Fast forward to later this afternoon. I met a friend for coffee at Starbucks. I was going to get tea, but I was curious what my usual no-fat caramel macchiato coffee would do to me. I was fine for a while...until after I got the kids to bed and started to do the things I planned for the evening. I was irritable. And aggravated. My mind kept racing about all the things I wanted to do to the point I was overwhelmed with where to start. And once I did finally start, Tadd kept trying to ask me questions and engage me in conversation, which annoyed me. REALLY annoyed me. Next thing I knew it was after 10 and I still hadn't written or worked on any of the wonderfully creative and relaxing things I planned to do before I was scheduled to go to bed by 10:30. The delicious feeling of balance is now replaced with my "normal" state of anxiety and being on edge. I could barely get through my writing pages (I eked something out though) and at one point, the idea flow abruptly turned off.
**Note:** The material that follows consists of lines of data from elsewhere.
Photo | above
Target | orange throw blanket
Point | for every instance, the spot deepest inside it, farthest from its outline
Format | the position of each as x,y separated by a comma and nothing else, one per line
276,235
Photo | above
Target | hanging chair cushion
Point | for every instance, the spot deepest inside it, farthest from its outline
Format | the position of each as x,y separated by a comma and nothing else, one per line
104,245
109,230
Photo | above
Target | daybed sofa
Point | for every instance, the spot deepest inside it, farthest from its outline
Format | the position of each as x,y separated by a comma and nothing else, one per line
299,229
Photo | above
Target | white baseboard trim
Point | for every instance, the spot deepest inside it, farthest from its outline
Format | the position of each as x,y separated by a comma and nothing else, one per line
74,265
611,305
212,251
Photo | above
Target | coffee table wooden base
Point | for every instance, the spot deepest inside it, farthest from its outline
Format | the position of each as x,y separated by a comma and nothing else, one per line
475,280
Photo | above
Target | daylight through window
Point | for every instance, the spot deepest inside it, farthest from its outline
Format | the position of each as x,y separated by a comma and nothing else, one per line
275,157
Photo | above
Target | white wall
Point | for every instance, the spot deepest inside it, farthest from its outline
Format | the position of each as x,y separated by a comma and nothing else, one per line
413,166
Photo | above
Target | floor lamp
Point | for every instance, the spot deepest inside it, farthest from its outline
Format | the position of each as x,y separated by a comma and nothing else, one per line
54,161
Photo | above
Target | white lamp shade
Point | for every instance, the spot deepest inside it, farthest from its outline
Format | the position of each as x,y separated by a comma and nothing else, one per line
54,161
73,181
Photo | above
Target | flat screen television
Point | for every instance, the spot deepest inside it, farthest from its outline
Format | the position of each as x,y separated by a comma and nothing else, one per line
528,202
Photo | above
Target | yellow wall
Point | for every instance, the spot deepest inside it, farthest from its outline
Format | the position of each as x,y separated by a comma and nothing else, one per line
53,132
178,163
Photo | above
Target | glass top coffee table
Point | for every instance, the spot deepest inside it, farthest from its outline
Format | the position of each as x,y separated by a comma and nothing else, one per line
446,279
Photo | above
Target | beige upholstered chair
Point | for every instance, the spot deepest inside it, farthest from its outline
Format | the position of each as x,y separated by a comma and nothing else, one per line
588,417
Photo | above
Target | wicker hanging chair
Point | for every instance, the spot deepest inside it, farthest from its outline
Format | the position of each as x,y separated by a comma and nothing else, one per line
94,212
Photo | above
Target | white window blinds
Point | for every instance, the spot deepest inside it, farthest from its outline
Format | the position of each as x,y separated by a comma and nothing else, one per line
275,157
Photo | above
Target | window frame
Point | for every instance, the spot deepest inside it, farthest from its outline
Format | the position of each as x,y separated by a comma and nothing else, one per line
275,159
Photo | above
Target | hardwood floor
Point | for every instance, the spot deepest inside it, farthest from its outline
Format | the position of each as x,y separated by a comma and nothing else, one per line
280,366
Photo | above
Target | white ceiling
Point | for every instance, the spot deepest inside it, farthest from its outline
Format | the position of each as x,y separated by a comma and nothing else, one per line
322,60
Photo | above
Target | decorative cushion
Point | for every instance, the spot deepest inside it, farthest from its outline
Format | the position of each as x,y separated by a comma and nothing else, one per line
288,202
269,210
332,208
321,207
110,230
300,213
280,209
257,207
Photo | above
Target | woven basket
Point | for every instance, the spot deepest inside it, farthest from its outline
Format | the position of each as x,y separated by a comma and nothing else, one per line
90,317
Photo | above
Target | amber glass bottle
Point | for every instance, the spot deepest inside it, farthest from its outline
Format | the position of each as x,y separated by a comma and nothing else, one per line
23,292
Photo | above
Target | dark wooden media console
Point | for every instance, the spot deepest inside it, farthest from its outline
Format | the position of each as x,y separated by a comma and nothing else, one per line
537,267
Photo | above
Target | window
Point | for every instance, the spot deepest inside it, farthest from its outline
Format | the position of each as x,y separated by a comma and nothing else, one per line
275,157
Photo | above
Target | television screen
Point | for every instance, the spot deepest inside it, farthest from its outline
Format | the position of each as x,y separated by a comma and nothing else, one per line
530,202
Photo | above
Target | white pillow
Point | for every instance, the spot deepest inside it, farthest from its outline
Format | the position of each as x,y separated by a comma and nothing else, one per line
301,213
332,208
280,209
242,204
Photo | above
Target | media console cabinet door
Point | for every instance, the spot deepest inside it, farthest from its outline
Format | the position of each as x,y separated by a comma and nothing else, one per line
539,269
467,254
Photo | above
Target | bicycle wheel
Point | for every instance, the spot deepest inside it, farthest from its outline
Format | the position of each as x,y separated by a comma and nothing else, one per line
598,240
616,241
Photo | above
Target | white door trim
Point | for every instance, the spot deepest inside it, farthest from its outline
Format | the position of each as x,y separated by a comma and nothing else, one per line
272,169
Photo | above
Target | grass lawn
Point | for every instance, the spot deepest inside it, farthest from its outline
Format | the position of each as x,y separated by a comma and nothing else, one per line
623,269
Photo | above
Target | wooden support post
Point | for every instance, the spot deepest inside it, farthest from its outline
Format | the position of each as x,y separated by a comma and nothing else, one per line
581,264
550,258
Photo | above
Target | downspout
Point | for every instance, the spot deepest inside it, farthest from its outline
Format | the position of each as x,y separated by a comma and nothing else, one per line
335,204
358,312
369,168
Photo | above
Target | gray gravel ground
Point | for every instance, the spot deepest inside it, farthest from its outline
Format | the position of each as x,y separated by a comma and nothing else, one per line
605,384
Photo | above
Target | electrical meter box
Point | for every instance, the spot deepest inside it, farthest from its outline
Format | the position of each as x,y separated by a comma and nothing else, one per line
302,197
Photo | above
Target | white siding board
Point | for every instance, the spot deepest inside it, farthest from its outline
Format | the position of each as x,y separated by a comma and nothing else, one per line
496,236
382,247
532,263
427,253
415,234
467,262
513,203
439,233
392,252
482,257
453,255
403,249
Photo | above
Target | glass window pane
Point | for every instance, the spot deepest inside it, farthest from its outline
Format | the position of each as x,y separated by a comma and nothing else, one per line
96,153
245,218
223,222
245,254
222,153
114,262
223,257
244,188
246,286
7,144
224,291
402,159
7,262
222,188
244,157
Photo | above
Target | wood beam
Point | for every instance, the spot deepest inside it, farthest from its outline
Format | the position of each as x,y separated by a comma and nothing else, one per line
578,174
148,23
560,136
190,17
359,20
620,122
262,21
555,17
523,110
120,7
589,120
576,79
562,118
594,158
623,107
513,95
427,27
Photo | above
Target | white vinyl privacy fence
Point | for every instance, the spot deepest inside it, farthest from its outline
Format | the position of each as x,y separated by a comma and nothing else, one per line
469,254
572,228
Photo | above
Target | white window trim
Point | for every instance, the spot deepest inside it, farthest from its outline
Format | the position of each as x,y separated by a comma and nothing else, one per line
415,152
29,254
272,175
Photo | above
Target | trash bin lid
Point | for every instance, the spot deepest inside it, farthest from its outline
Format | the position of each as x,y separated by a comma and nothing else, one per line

So, that officially takes fancy frou-frou coffee drinks off the list. Good riddance. I want the feel good state to come back. Tomorrow it is right back to meat and vegetables and fruit and herbal tea. I am scheduled to meet up with people for some exercise bright and early, which hopefully will help (if I don't feel totally wrecked when I wake up and it isn't snowing.) As long as all the not-good-for-me food keeps screwing with me, staying on this diet will be real easy!!